Feng Zhang is a core institute member of the Broad Institute of MIT and Harvard, as well as an investigator at the McGovern Institute for Brain Research at MIT and an assistant professor at MIT with a joint appointment in the Departments of Brain and Cognitive Sciences and Biological Engineering.
Zhang is a bioengineer focused on developing tools to better understand nervous system function and disease. His lab applies these novel tools to interrogate gene function and study neuropsychiatric diseases in animal and stem cell models. Since joining the Broad Institute and McGovern in January 2011, Zhang has pioneered the development of genome editing tools for use in eukaryotic cells – including human cells – from natural microbial CRISPR systems. These tools, which he has made widely available, are accelerating biomedical research around the world.
Zhang leverages CRISPR and other methodologies to study the role of genetic and epigenetic mechanisms underlying diseases, specifically focusing on disorders of the nervous system. He is especially interested in complex disorders, such as psychiatric and neurological diseases, that are caused by multiple genetic and environmental risk factors and which are difficult to model using conventional methods. Zhang’s methods are also being used in the fields of immunology, clinical medicine, cancer biology, and other areas of research. Zhang’s long-term goal is to develop novel therapeutic strategies for disease treatment.
Zhang's work on genome editing traces back to his seminal paper, published in January 2011, reporting the first systematic approach of an earlier system, using TALEs, to target specific genes in mammalian cells.
Soon after joining the Broad Institute and MIT, in early 2011 Zhang turned his attention to the CRISPR-Cas system – which researchers in Canada had just demonstrated as being able to create double-stranded breaks in target DNA at precise positions – as a potential tool for improved genome editing. On October 5, 2012, Zhang submitted a breakthrough paper that reported the first successful programmable genome editing of mammalian cells using CRISPR-Cas9 (Cong et al. Science 2013). Cong et al. remains the most-cited paper in genome editing.
Since then Zhang’s technique for mammalian genome editing has had enormous impact on experimental science and holds great promise for therapeutic applications. His lab continues to refine and improve upon the CRISPR system and to develop novel genome-engineering technologies aimed at perturbing and editing the genome for disease research. In 2015, Zhang and colleagues successfully harnessed a second system, called CRISPR-Cpf1, which has the potential for even simpler and more precise genome engineering.

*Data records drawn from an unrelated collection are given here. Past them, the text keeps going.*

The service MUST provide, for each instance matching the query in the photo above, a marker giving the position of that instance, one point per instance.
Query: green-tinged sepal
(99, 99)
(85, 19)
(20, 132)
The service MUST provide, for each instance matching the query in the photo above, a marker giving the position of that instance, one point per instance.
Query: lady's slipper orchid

Zhang and the Broad Institute are committed to making CRISPR technology widely available to the entire scientific community. The Zhang lab has trained thousands of researchers in the use of CRISPR-Cas9 genome editing technology through direct education and by sharing approximately 25,000 CRISPR-Cas9 components with academic laboratories in the U.S. and around the world to accelerate research that will benefit human health.

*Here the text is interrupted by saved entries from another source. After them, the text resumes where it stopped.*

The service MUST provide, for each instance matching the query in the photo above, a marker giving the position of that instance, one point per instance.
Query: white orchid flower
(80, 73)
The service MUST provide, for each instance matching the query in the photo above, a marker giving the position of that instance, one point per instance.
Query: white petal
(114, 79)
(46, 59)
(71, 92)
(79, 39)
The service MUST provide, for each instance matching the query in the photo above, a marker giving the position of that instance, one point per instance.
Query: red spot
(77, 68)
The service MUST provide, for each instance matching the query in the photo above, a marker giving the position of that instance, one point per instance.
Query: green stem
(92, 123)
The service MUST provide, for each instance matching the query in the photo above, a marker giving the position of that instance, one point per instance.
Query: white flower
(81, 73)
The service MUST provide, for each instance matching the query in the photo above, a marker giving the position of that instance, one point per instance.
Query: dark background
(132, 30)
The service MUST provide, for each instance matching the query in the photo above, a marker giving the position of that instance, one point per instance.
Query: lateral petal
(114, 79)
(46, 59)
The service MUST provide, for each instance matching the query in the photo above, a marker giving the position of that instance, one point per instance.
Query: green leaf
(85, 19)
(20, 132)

Although Zhang is well-known for his pioneering work on CRISPR, he is also widely recognized for developing another breakthrough technology called optogenetics (Zhang et al., Nature Protocols 2010) with Karl Deisseroth at Stanford University and Edward Boyden, now of MIT. Nature Methods named optogenetics its 2010 Method of the Year.
Zhang demonstrated the utility of optogenetics, in which neuronal activity can be controlled with light, by studying neural circuits in the brain. Zhang later served as a Junior Fellow at Harvard’s Society of Fellows and collaborated with Paola Arlotta and George Church on using synthetic biology to study the patterns of gene activity during brain development, a topic with implications for neurological and psychiatric problems.
Zhang is a recipient of many awards including the Perl/UNC Prize in Neuroscience (2012, shared with Deisseroth and Boyden), the NIH Director’s Pioneer Award (2012), the National Science Foundation’s Alan T. Waterman Award (2014), the Jacob Heskel Gabbay Award in Biotechnology and Medicine (2014, shared with Jennifer Doudna and Emmanuelle Charpentier), and the Society for Neuroscience Young Investigator Award (2014, shared with Diana Bautista). He has also received technology innovation awards from the McKnight, New York Stem Cell, and Damon Runyon foundations. In 2013 Popular Science named him one of its “Brilliant Ten.” He was named one of the “Top 20 Researchers in 2014” by Nature Biotechnology, which considers the total impact of a scientist's body of published work.
News coverage has credited Zhang with turning science fiction into “science fact,” and he has been called the “Midas of Methods” for his breakthrough work on genome engineering using CRISPR-Cas9 and TALEs.
Zhang is a founder of Editas Medicine, a genome editing company founded by world leaders in the fields of genome editing, protein engineering, and molecular and structural biology, with specific expertise in CRISPR-Cas9 and TALE technologies.
Zhang grew up in Iowa after moving there with his parents from China at age 11. In high school he spent afternoons working at the Human Gene Therapy Research Institute in Des Moines as part of an academic program. Zhang received his A.B. in chemistry and physics from Harvard College and his Ph.D. in chemistry from Stanford University.